Los paneles no estaban montados, pero había una imagen artística del vehículo completamente ensamblado sujeta con chinchetas a una pared, la caseta transformada en una libélula picasiana.

—No parece lo suficientemente potente para llegar a Marte.

—La potencia no es el problema. Los propulsores iónicos son lentos pero empecinados. Que es exactamente lo que queremos: tecnología simple, durable y resistente. La parte complicada es el sistema de navegación, que debe ser listo y autónomo. Cuando un objeto atraviesa la barrera del Spin coge lo que algunos llaman «velocidad temporal», que es una descripción idiota, pero que transmite la idea. El vehículo de lanzamiento se acelera y se calienta, no en sí mismo, sino con relación a nosotros, y el diferencial es extremadamente grande. Incluso un minúsculo cambio de velocidad o trayectoria durante el lanzamiento, algo tan pequeño como una ráfaga de viento o un cambio infinitesimal en la alimentación de combustible del cohete, hacen imposible predecir no cómo, sino cuándo emergerá el vehículo al espacio exterior.

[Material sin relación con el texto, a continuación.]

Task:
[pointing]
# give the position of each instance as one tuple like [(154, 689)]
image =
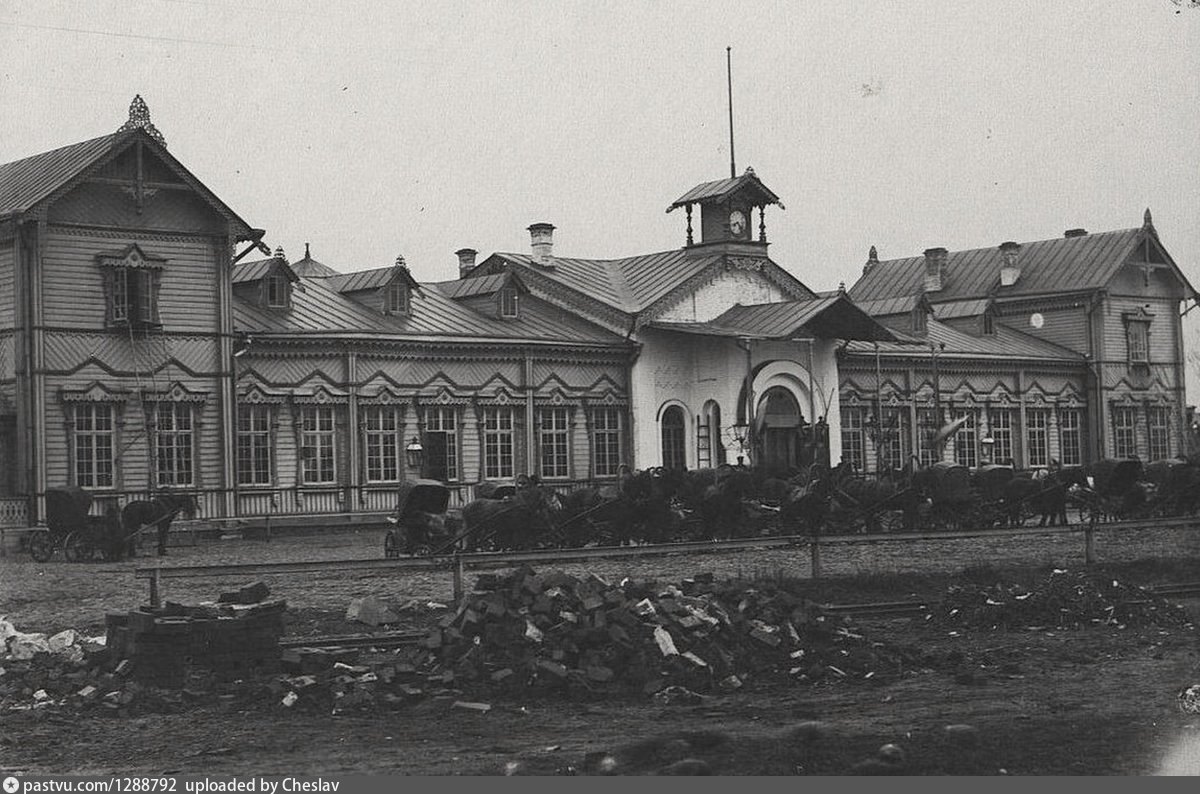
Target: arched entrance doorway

—¿Y por qué importa tanto?

—Importa porque Marte y la Tierra están en órbitas elípticas, dando vueltas alrededor del sol a diferentes velocidades. No hay forma fiable de calcular las posiciones relativas de los planetas en el momento en que los vehículos llegan a órbita. En esencia, la máquina tiene que encontrar Marte por sus propios medios en medio de un espacio abarrotado y trazar su propia trayectoria. Así que necesitamos software flexible e inteligente y un impulsor resistente y duro. Afortunadamente, tenemos ambas cosas. Es una máquina encantadora, Tyler. Por fuera no es gran cosa, pero bajo su piel es bonita. Tarde o temprano, dejada a sus propios medios y exceptuando un desastre, hará aquello para lo que ha sido diseñada, entrar en órbita alrededor de Marte.